Le Conseil fédéral est chargé de donner des instructions au département de la défense pour qu'il élabore un programme international de déminage des mines et des munitions non explosées en Ukraine. Sa mise en oeuvre doit être soutenue avec des moyens financiers, humains et matériels importants, demande le texte socialiste.
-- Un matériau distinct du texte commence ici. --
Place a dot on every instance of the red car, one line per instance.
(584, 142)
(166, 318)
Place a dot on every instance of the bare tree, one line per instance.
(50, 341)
Selon le gouvernement ukrainien, 250'000 kilomètres carrés, soit 40% de la superficie du pays, sont contaminés par des mines ou des restes explosifs de guerre, a indiqué Claudia Friedl (PS/SG).
La Fondation suisse de déminage (FSD), dont le siège est à Genève, procède déjà depuis 2015 au déminage de mines et de munitions non explosées en Ukraine. Pour ce faire, elle forme elle-même les démineurs. Elle dispose d'environ 200 démineurs et collaborateurs formés et entièrement équipés en Ukraine et serait en mesure d'augmenter encore ses capacités, a relevé la socialiste.
Le Conseil fédéral était favorable au texte. Le déminage humanitaire est une condition pour la reconstruction et correspond à la tradition de la Suisse, a indiqué la ministre de la justice Viola Amherd.
L'udc était en revanche opposée. Le Conseil fédéral en fait déjà beaucoup et a déjà prévu des moyens conséquents pour le déminage humanitaire. De plus, la guerre n'est pas terminée. Il y a donc toujours un risque que la Suisse soit utilisée par les parties belligérantes, a fait valoir Benjamin Fischer (UDC/ZH). Et de déplorer que la motion ne mentionne que des moyens financiers issus du Département de la défense.